Nous avons eu une réunion d'équipe à ce sujet il y a quelques mois qui a tourné à une véritable dispute. L'un de nos ingénieurs a fait valoir que les consommateurs s'adapteraient — que la vallée de l'étrange (uncanny valley) se rétrécira à mesure que l'exposition augmente. Notre directrice de création a vivement contesté. « Les gens ne se sont pas adaptés à la mauvaise nourriture juste parce que la restauration rapide s'est répandue partout, a-t-elle dit. Ils ont développé un goût pour la qualité. La même chose se produira ici. »

Je pense qu'elle a raison. Les données lui donnent raison. La levée de boucliers contre Coca-Cola ne venait pas d'un groupe de niche de sceptiques de l'IA. Elle était grand public. Les consommateurs développent un sixième sens pour le contenu synthétique, et la sanction pour s'être fait prendre est plus lourde que les économies réalisées en rognant sur la qualité.

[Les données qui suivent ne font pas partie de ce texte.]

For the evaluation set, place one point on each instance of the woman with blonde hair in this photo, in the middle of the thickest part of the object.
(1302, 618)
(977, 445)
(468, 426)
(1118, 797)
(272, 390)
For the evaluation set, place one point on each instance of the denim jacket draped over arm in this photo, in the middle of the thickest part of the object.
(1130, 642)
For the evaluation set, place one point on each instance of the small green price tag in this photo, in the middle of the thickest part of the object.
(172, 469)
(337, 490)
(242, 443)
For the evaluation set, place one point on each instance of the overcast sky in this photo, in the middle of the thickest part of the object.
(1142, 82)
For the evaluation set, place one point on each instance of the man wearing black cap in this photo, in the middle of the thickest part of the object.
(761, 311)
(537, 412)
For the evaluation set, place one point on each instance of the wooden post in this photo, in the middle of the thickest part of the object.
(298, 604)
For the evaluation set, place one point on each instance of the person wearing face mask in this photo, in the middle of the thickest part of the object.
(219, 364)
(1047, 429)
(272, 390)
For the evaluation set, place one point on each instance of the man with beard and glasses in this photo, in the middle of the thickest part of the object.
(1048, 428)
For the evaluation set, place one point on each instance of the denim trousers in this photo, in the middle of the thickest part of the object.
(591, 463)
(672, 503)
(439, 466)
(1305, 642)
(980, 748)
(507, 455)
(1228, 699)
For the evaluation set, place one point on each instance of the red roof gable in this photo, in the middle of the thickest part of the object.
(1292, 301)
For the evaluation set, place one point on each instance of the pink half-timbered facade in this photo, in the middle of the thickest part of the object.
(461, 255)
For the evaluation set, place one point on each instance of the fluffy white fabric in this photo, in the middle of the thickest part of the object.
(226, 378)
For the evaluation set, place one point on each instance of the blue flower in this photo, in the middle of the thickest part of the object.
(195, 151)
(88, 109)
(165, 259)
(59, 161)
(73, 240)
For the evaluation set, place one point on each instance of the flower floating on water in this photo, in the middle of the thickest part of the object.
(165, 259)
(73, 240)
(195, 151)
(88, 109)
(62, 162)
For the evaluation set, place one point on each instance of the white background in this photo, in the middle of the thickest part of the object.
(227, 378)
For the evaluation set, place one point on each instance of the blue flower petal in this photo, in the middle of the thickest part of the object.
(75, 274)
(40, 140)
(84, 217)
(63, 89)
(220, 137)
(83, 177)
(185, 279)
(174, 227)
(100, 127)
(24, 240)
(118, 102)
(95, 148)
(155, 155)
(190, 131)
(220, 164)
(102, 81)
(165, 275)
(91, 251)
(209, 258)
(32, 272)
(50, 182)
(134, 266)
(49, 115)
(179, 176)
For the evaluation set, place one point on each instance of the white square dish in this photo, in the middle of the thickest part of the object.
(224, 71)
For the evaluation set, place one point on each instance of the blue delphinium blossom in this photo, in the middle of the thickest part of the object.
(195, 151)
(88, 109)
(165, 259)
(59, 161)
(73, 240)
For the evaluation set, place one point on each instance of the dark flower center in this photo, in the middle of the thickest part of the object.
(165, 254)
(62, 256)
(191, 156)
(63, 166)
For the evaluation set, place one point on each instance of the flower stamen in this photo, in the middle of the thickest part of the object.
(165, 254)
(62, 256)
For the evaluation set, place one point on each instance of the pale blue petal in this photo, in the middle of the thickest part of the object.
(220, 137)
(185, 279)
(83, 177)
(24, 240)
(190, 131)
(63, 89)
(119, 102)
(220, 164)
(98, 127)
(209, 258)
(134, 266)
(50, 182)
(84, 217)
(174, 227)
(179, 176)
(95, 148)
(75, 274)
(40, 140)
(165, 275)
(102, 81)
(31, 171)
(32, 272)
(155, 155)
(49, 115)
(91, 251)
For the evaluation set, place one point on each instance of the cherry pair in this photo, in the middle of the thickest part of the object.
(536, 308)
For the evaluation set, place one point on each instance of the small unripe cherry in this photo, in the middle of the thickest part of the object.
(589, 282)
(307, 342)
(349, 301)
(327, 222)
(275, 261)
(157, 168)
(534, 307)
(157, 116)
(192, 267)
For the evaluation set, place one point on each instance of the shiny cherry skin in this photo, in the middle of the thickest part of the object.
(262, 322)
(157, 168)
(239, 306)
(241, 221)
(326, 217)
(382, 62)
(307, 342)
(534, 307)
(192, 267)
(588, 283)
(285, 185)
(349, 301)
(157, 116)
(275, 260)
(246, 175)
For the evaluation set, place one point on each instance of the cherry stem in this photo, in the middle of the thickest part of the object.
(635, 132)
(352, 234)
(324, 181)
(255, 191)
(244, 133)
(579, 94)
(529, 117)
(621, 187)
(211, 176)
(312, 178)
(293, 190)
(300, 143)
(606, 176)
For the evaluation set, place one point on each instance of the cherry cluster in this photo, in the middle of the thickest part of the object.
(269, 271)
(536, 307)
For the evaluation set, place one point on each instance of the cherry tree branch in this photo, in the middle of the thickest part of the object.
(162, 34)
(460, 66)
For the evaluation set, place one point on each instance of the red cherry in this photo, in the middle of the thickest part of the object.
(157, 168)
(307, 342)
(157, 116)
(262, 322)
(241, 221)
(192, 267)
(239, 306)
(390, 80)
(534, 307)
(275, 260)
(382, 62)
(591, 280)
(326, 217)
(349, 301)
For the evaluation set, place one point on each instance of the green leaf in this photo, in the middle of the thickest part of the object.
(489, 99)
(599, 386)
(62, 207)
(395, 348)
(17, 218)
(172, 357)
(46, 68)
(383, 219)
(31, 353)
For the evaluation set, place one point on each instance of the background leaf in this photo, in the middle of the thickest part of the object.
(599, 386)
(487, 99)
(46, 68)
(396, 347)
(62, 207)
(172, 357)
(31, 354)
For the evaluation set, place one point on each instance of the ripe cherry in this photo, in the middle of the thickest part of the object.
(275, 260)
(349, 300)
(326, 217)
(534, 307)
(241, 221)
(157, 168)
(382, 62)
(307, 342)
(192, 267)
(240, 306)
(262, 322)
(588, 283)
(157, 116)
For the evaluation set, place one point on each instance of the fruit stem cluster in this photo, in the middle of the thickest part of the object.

La prochaine frontière — ce que les chercheurs appellent les « World Models » (modèles du monde) — finira par donner à l'IA une compréhension de la physique, et non pas seulement des pixels. ByteDance estime que des progrès significatifs surviendront d'ici 2026-2027. D'ici là, le workflow hybride est le seul pont sûr. Il vous permet d'exploiter la puissance de rendu de l'IA d'aujourd'hui tout en empruntant l'intelligence physique et émotionnelle que seuls les créateurs humains possèdent.

La question qui compte vraiment

Chaque dirigeant d'entreprise à qui je parle pose la même question : « Combien d'argent l'IA peut-elle nous faire économiser sur la production ? »

C'est la mauvaise question. Elle mène tout droit à la vallée de l'étrange — à 70 000 clips générés et à une publicité de 30 secondes qui ne fait rien ressentir aux gens.

La bonne question est : « Quelles histoires l'IA peut-elle nous aider à raconter, que nous n'avions pas les moyens de raconter avant ? »

Nike n'a pas économisé d'argent avec « Never Done Evolving ». Ils ont dépensé sans compter. Mais ils ont créé quelque chose d'impossible sans l'IA — un match entre deux versions de la même athlète séparées par dix-huit ans. Ce n'est pas de l'optimisation des coûts. C'est de l'expansion créative.

Arrêtez de demander comment l'IA peut rendre votre production moins chère. Commencez à demander comment elle peut rendre votre narration plus audacieuse.

La phase de nouveauté est terminée. « Regardez ce que l'IA a fait » n'impressionne plus personne. Le nouveau standard — le seul standard qui comptera en 2026 et au-delà — est « Regardez ce que nous avons fait avec l'IA ». L'accent tombe carrément sur le nous.

Les marques qui comprennent cela bâtiront des légendes. Celles qui ne le comprennent pas dépenseront des millions à apprendre à un algorithme à sourire, en se demandant pourquoi personne ne leur sourit en retour.